Surmising that [Lupo] is financially well heeled than [Yolanda], the court a quo concluded, sans
evidence, that [Yolanda] had taken advantage of [Lupo]. Clearly, the court a quo is in error.
(Words in brackets supplied.)

As we see it, petitioner’s claim of co-ownership in the disputed property is without basis because
not only did he fail to substantiate his alleged contribution in the purchase thereof but likewise the
very trail of documents pertaining to its purchase as evidentiary proof redounds to the benefit of
the respondent. In contrast, aside from his mere say so and voluminous records of bank accounts,
which sadly find no relevance in this case, the petitioner failed to overcome his burden of proof.
Allegations must be proven by sufficient evidence. Simply stated, he who alleges a fact has the
burden of proving it; mere allegation is not evidence.

True, the mere issuance of a certificate of title in the name of any person does not foreclose the
possibility that the real property covered thereby may be under co-ownership with persons not
named in the certificate or that the registrant may only be a trustee or that other parties may have
acquired interest subsequent to the issuance of the certificate of title. However, as already stated,
petitioner’s evidence in support of his claim is either insufficient or immaterial to warrant the trial
court’s finding that the disputed property falls under the purview of Article 148 of the Family
Code. In contrast to petitioner’s dismal failure to prove his cause, herein respondent was able to
present preponderant evidence of her sole ownership. There can clearly be no co-ownership when,
as here, the respondent sufficiently established that she derived the funds used to purchase the
property from her earnings, not only as an accountant but also as a businesswoman engaged in
foreign currency trading, money lending and jewelry retail. She presented her clientele and the
promissory notes evincing substantial dealings with her clients. She also presented her bank
account statements and bank transactions, which reflect that she had the financial capacity to pay
the purchase price of the subject property.

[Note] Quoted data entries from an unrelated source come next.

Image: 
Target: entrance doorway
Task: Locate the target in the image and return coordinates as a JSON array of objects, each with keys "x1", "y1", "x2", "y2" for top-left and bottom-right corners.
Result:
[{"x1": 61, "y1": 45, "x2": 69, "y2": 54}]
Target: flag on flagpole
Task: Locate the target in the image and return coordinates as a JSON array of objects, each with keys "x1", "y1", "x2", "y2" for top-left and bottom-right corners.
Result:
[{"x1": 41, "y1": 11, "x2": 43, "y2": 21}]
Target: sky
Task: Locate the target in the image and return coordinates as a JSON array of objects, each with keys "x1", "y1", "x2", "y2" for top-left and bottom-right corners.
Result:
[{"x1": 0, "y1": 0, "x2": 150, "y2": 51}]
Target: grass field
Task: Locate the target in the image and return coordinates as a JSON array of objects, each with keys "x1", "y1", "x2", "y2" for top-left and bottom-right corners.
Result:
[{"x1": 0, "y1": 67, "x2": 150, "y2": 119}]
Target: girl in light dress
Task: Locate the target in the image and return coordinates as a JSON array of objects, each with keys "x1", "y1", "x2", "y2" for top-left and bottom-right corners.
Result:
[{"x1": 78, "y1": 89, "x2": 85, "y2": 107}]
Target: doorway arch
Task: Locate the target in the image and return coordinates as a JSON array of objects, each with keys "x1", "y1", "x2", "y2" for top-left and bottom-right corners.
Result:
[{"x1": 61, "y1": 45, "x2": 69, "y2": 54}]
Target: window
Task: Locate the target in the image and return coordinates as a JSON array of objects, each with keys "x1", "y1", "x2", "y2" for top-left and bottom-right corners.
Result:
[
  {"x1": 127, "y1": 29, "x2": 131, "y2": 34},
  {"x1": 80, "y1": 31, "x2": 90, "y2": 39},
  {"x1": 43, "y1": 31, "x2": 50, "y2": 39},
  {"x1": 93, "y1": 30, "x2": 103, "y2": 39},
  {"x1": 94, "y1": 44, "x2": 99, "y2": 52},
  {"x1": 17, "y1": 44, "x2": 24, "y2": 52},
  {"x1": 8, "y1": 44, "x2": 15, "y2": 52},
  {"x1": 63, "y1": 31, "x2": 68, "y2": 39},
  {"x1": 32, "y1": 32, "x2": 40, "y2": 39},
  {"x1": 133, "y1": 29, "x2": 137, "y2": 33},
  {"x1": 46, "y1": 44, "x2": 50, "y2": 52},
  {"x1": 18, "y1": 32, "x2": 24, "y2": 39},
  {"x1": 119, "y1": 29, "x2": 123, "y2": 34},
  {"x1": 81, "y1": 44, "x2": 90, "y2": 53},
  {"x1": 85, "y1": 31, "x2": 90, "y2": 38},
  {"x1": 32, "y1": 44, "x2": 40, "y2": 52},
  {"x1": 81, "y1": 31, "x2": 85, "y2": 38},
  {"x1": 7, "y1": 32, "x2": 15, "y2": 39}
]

All told, the Court finds and so holds that the CA committed no reversible error in rendering the
herein challenged decision and resolution.

WHEREFORE, the instant petition is DENIED and the assailed issuances of the CA are
AFFIRMED.

Costs against the petitioner.

SO ORDERED.

CANCIO C. GARCIA
Associate Justice

WE CONCUR:

REYNATO S. PUNO
Associate Justice
Chairperson
ANGELINA SANDOVAL-GUTIERREZ RENATO C. CORONA
Associate Justice Associate Justice

ADOLFO S. AZCUNA
Associate Justice

ATT E S TAT I O N

I attest that the conclusions in the above decision were reached in consultation before the case was
assigned to the writer of the opinion of the Court’s Division.

REYNATO S. PUNO
Associate Justice
Chairperson, Second Division

C E RT I F I CATI O N

Pursuant to Article VIII, Section 13 of the Constitution, and the Division Chairperson's
Attestation, it is hereby certified that the conclusions in the above decision were reached in
consultation before the case was assigned to the writer of the opinion of the Court.